This is a fabulous week with tonight the Isenberg School Scholarship Celebration taking place at the Marriott Center at UMass Amherst; tomorrow the UMass Amherst Honors dinner at the Campus Center as well as the Isenberg School Senior Barbecue plus All School meeting immediately prior, and Friday is a special conference organized by the Institute for Social Science Research (ISSR) at UMass. And, yes, we are still conducting classes!

Friday's conference is on Social Science Research Beyond the Academy with PhD alum panelists and a graduate student research exposition.

My former doctoral student in Management Science at the Isenberg School, Dr. Padma Ramaujam, who is with SAS in Cary, North Carolina, and with whom I co-authored the Emvironment Networks book, will be a panelist.  Padma's dissertation received an INFORMS Transportation Science Section (now the Transportation Science & Logistics Society) best dissertation award, a highly prestigious honor.

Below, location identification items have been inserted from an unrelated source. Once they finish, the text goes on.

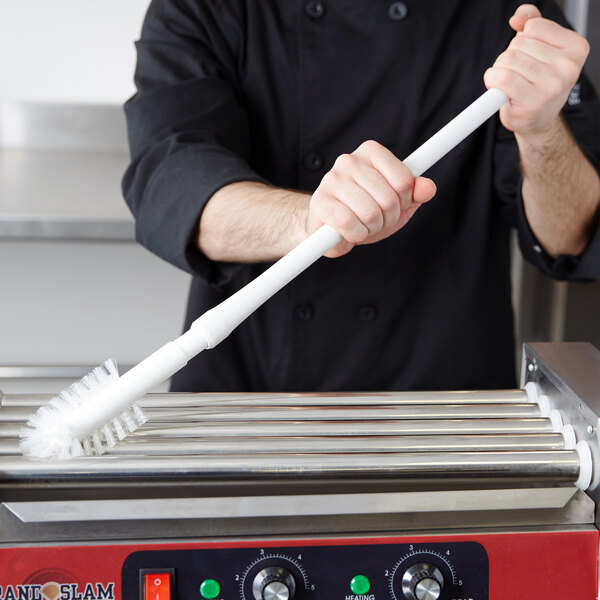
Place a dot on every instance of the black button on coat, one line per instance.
(245, 90)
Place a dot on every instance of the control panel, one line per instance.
(371, 571)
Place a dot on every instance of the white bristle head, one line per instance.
(128, 421)
(118, 428)
(138, 415)
(46, 436)
(109, 436)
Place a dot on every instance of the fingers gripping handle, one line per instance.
(216, 324)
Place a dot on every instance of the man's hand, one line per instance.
(367, 196)
(537, 71)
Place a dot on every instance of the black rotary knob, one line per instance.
(274, 583)
(422, 582)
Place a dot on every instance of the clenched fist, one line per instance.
(367, 196)
(537, 71)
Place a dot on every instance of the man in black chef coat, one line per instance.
(248, 131)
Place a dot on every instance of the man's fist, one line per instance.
(367, 196)
(537, 71)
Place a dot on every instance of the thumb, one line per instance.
(522, 15)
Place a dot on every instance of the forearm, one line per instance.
(561, 191)
(252, 222)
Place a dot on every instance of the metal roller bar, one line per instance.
(340, 413)
(465, 443)
(349, 428)
(557, 466)
(325, 429)
(180, 400)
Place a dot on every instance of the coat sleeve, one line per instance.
(582, 116)
(188, 129)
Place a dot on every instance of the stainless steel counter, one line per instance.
(60, 172)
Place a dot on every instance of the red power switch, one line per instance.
(157, 586)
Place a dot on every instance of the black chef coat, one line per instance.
(274, 91)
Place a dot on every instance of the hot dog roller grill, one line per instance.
(403, 496)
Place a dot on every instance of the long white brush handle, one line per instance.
(216, 324)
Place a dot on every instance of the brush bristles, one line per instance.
(46, 436)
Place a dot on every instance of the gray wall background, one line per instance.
(556, 311)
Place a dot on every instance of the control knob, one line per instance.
(274, 583)
(422, 582)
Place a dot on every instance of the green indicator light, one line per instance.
(360, 585)
(210, 589)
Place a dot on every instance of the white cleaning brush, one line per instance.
(93, 413)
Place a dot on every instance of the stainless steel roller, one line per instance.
(337, 429)
(298, 445)
(432, 467)
(458, 443)
(220, 400)
(300, 413)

Also, my doctoral student, Shivani Shukla, will be presenting a poster at this conference on our latest research on cybersecurity investments.

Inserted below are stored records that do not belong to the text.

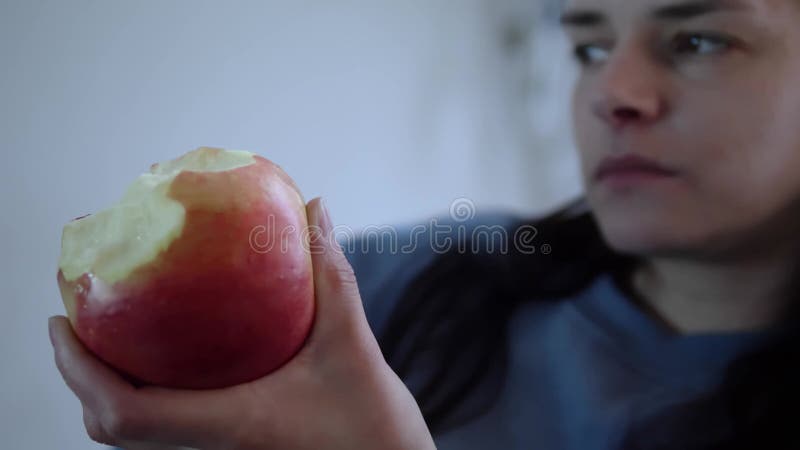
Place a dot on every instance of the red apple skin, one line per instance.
(210, 311)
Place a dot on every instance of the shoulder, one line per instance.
(386, 258)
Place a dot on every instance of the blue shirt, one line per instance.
(581, 369)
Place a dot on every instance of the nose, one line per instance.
(630, 90)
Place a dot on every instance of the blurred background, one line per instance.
(391, 110)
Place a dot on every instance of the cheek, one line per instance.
(586, 129)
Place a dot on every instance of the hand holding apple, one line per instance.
(336, 393)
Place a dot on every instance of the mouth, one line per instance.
(630, 169)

Dr. Laurel Smith-Doerr, the Director of ISSR, provided me with the nice flyer, reposted below, which mentions Padma and Shivani, both of whom are Supernetwork Center Associates.

It should be a great event and week filled with so many celebratory activities recognizing the achievements of students and faculty!

Sunday, April 19, 2015

Sustaining Our Electric Power Supply Chains and ISO New England

High impact experiences are essential to a college education and, on April 10, 2015, we had the pleasure of visiting ISO - New England to learn about how this organization manages the reliability of electric power for all of New England along with the pricing of it and planning for the future.

I had been to ISO - NE several years back and had wanted to bring another group of students to this awesome facility in Holyoke, Massachusetts but the last time we had scheduled a tour, Superstorm Sandy hit, and it was very difficult to reschedule.

This time there were several faculty that joined our group, which is featured  in the photo above, and which also consisted of several students from our great UMass Amherst INFORMS Student Chapter as well as several students from my Humanitarian Logistics and Healthcare class.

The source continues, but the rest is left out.